A locale ormai pieno, uno dei gestori ha cominciato ad affettare del prosciutto crudo e a tagliare del formaggio con un lungo coltello. È arrivato un buffet pieno di ottimi assaggini, alcuni dei quali tartufati. Nel locale, a questo punto, quasi tutte le cose inanimate erano di buon gusto.

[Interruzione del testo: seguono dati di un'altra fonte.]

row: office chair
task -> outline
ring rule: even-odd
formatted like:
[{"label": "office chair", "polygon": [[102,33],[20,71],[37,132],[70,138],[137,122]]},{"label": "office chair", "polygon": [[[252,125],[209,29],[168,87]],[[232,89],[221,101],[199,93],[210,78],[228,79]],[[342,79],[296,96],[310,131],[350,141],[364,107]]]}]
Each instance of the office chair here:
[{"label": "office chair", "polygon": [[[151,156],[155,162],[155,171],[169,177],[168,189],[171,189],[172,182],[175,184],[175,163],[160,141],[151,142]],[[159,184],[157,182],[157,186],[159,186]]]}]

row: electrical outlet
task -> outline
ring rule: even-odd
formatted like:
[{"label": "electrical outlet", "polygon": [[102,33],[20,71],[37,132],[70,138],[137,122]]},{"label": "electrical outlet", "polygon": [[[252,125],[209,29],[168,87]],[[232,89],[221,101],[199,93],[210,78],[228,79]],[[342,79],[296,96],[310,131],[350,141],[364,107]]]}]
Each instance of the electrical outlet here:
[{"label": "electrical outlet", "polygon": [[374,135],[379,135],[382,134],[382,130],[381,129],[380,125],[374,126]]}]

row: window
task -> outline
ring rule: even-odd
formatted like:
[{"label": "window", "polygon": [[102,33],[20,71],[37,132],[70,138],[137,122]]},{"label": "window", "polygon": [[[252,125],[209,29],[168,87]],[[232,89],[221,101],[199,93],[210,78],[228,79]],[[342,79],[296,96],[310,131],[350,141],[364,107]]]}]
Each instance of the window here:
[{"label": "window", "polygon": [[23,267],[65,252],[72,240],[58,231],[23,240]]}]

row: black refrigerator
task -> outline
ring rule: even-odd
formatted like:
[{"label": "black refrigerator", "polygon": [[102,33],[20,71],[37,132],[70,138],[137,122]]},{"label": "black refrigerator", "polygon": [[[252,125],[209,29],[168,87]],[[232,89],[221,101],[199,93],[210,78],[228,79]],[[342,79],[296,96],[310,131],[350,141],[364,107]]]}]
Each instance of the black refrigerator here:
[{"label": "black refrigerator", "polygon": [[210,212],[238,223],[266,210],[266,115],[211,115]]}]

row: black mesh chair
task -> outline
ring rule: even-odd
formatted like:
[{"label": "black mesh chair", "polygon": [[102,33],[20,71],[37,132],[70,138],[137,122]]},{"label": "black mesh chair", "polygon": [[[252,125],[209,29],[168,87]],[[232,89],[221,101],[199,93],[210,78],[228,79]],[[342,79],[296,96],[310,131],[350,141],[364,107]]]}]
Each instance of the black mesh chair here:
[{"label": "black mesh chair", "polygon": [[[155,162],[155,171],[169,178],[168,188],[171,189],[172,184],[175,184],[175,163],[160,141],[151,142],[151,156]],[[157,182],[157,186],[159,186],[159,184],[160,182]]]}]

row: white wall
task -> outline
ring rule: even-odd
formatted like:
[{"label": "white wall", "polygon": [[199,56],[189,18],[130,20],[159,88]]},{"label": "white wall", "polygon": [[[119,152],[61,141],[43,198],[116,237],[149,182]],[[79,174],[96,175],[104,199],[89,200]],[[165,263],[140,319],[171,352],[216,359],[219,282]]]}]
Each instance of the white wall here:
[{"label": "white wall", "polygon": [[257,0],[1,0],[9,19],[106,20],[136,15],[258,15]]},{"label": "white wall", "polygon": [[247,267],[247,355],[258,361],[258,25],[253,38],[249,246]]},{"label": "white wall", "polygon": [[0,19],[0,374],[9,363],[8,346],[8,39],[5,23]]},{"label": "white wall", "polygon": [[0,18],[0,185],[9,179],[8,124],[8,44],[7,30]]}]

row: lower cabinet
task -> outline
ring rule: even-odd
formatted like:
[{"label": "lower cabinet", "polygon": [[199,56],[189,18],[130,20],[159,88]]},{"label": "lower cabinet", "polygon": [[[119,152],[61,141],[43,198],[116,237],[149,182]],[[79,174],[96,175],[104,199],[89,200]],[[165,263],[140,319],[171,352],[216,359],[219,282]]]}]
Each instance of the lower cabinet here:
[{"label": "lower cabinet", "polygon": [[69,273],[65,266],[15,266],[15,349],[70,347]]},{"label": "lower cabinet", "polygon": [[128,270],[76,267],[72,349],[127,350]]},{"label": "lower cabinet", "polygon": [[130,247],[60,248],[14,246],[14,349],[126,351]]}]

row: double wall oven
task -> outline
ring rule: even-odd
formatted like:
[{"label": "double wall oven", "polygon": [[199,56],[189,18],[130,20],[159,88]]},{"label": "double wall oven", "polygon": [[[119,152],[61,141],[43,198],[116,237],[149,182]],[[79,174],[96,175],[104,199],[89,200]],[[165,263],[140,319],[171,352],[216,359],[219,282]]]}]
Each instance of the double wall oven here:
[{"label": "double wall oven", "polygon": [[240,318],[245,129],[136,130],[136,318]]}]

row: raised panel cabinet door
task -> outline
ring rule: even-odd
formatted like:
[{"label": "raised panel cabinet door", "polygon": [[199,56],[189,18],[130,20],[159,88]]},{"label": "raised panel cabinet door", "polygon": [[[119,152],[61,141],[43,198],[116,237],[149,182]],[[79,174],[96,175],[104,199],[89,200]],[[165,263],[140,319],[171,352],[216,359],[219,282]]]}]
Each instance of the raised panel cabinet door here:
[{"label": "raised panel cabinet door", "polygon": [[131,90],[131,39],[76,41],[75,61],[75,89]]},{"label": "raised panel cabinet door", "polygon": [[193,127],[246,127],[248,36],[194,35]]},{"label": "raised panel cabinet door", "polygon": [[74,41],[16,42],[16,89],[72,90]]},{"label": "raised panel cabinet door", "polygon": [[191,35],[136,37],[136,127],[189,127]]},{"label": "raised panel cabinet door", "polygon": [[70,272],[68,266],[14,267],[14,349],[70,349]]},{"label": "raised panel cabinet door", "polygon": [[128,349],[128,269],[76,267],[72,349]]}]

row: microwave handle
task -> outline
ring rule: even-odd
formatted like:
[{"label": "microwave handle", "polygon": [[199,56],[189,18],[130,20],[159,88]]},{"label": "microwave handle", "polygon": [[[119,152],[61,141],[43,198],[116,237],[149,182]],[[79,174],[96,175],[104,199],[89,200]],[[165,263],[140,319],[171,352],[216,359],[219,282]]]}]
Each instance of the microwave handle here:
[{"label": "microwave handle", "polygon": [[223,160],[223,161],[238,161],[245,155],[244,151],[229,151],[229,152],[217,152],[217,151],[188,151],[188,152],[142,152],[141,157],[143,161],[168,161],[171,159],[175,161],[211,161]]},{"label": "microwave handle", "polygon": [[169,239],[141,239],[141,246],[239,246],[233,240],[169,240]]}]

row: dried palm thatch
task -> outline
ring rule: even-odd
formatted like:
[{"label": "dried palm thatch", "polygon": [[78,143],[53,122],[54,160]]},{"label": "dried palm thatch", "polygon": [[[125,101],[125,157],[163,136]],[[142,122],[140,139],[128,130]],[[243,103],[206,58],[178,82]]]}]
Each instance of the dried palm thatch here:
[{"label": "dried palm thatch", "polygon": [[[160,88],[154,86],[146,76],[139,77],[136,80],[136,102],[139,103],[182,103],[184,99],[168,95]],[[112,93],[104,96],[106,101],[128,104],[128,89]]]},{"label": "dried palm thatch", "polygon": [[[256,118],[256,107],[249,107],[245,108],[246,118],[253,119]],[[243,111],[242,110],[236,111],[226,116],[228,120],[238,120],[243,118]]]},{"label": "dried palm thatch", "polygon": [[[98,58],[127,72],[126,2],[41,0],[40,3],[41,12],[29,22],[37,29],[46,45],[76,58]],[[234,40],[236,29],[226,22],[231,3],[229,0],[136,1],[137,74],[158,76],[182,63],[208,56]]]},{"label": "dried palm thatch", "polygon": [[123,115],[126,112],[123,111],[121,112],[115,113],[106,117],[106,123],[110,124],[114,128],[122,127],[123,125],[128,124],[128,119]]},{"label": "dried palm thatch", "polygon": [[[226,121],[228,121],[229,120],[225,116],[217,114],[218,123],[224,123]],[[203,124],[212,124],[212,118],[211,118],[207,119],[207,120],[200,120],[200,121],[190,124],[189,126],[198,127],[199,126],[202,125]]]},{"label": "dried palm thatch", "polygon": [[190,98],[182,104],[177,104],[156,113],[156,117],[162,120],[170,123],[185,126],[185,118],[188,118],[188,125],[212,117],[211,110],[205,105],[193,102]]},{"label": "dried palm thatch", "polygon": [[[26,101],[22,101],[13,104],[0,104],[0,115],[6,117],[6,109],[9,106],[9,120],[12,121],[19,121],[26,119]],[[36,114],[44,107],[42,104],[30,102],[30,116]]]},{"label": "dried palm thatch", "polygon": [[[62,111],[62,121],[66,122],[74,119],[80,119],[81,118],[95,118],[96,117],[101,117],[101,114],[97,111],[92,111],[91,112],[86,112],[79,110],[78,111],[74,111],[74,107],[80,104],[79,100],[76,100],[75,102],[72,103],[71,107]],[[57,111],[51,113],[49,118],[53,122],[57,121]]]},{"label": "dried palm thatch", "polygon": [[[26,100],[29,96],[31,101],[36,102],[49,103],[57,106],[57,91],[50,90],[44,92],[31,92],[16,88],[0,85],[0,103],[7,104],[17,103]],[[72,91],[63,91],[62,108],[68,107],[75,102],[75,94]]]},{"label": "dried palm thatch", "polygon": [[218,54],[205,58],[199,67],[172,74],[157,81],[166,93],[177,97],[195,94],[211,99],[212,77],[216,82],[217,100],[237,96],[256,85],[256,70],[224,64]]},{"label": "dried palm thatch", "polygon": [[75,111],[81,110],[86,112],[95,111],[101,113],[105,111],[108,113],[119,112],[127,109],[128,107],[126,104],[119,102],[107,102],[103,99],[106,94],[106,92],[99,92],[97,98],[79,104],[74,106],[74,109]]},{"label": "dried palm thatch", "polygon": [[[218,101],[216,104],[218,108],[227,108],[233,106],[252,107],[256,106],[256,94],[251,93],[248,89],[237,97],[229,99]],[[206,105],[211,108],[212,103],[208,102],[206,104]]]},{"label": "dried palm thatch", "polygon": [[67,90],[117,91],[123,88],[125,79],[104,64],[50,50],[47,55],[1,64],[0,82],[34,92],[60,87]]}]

Dopo qualche esitazione, Giacomo Toni si è messo al piano. Ha spostato i pomelli del mixer, si è aggiustato il microfono, si è versato il primo di diversi bicchieri di vino rosso. Si è guardato intorno. Ha spostato i pomelli del mixer, ha bevuto un lungo sorso di vino, si è aggiustato il microfono. Ha toccato un paio di tasti con la mano sinistra, ha detto ‘one, two, three, four’ nel microfono, lo ha spostato e ha aggiustato i pomelli del mixer. Ha dato un colpo di tosse esplorativo nel microfono. Ha sistemato le gambe sui pedali e le mani sui tasti, e ha cominciato a suonare. Ha eseguito una lunga introduzione strumentale, e poi si è messo a cantare. Giacomo ha una voce che potrebbe tirare giù il locale senza problemi, ma all’inizio si è messo a cantare così, quasi fra sé e sé, come per non rovinare il brusio.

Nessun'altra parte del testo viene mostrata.